From hallucinations to equipment: lessons from a real computer vision project went to the side



Computer Vision projects rarely go exactly as planned, and this was no exception. The idea was easy: build a model that might look at a photo of the laptop and discover all physical damage – things like cracked screens, missing keys or broken hinges. It seemed that this is a easy case of using models of paintings and large languages ​​(LLM), but it quickly turned into something more complicated.

Along the way, we encountered problems with hallucinations, unreliable outputs and images that weren’t even laptops. To solve them, we finally used the agency frames in an unusual way – not for automating tasks, but to improve the performance of the model.

- Advertisement -

In this post we’ll go through what we tried, which didn’t work, and how the combination of approaches finally helped us build something reliable.

Where we began: monolithic hint

Our initial approach was quite standard for the multimodal model. We used a single, large hint to forward the image to LLM available by the image and asked it to discover visible damage. This monolithic hint strategy is easy to implement and works decently to clean, well -defined tasks. But real data rarely recreate.

Earlier we encountered three predominant problems:

  • Hallucinations: The model sometimes got here up with damage that didn’t exist or didn’t take into account what he saw.
  • Detection of garbage image: He didn’t have a reliable way of marking images that weren’t even laptops, resembling photos of offices, partitions or people from time to time, slipped and received senseless damage reports.
  • Inconsistent accuracy: The combination of those problems meant that the model was too unbelievable for operational use.

It was a point where it became clear that we’d have toil it.

First amendment: Mixing images

One of the things we noticed was how much image quality affected the model. Users sent all types of images, from acute and high resolution to blur. This led us to reference tests Emphasizing how the image resolution affects deep learning models.

We trained and tested the model with a mixture of high and low resolution images. The idea was to make the model more resistant to the wide selection of image features that it might encounter in practice. This helped improve consistency, but the basic problems with hallucinations and garbage service remained.

Multimodal detour: LLM only text

Encouraged by recent experiments in combining image signatures with LLM only text-like the technique discussed, in which the signatures are generated from the images, and then interpreted by the language model, we decided to try.

Here’s how it really works:

  • LLM begins with generating many possible signatures for the image.
  • Another model, called the multimodal embedding model, checks how well every signature matches the image. In this case, we used Siglip to obtain a similarity between the image and the text.
  • The system maintains some of the most significant signatures based on these results.
  • LLM uses these most significant signatures to write latest ones, trying to get closer to what the image actually shows.
  • He repeats this process so long as the signatures stop improving or reaches the set limit.

Although theoretically, this approach has introduced latest problems for our use case:

  • Permanent hallucinations: The inscriptions themselves sometimes included imaginary damage, which LLM then convinced.
  • Incomplete coverage: Even with many signatures, some problems have been completely omitted.
  • Increased complexity, little profit: The steps added made the system more complicated without a reliable elevation of the previous configuration.

It was an interesting experiment, but ultimately not a solution.

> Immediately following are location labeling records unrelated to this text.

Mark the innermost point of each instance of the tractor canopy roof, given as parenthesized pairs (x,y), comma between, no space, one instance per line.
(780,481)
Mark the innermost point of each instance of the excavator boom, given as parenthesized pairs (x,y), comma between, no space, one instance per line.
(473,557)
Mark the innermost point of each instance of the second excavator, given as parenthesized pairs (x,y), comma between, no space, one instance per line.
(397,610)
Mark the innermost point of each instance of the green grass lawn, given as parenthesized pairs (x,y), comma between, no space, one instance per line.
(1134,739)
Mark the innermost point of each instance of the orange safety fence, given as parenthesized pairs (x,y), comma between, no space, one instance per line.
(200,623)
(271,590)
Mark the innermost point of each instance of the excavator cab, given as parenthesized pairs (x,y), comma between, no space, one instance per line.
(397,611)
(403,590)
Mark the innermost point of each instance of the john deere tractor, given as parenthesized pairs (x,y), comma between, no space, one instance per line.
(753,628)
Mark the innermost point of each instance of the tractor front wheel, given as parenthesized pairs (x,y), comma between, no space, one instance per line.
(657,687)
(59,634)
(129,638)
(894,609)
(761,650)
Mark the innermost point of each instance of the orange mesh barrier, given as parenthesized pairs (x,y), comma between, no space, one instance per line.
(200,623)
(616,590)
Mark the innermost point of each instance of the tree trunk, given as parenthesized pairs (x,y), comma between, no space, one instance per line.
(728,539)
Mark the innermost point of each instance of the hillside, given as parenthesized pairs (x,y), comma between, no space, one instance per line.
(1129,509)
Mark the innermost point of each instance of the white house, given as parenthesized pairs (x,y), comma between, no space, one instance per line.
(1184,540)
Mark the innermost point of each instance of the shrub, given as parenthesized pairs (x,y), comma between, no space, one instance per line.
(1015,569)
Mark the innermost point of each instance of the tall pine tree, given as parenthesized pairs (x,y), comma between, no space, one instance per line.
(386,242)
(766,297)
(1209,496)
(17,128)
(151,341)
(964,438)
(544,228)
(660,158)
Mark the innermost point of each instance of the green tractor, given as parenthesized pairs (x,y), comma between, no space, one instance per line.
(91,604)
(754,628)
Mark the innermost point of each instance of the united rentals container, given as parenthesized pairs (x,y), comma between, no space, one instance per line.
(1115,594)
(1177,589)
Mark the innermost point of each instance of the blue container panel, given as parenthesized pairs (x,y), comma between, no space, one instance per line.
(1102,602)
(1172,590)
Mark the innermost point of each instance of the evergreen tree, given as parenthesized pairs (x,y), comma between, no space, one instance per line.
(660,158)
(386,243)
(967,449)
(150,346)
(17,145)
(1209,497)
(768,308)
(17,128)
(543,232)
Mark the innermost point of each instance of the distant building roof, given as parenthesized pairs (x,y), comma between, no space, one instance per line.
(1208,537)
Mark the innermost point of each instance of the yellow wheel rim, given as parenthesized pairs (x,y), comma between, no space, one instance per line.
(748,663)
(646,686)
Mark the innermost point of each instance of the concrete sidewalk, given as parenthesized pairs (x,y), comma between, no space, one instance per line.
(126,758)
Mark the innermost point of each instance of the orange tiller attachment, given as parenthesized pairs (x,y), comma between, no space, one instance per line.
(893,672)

Creative use of aggressive frames

It was a turning point. While agency frames are normally used to organize tasks (think that agents coordinating calendar invitations or customer support), we were wondering whether the division of the image interpretation of the image into smaller, specialized agents will help.

We have built such an agency structure:

  • Orchestra agent: He checked the image and identified which laptop components were visible (screen, keyboard, chassis, ports).
  • Component agents: Dedicated agents checked each element in terms of specific kinds of damage; For example, one for cracked screens, the other for missing keys.
  • Garbage detection agent: A separate agent marked whether the image was even a laptop.

This modular approach based on tasks gave much more precise and explaining results. Hallucinations dropped dramatically, junk images were reliably marked, and the task of every agent was easy and sufficiently focused to control the quality well.

Blind Spots: Compromises of the agency approach

Although it was effective, it was not perfect. Two predominant restrictions appeared:

  • Increased delay: Starting many sequential agents added to the total application time.
  • Gaps inside range: Agents could only detect problems that were clearly programmed. If the picture showed something unexpected that no agent had the task of identification, he could be unnoticed.

We needed a way to balance precision with range.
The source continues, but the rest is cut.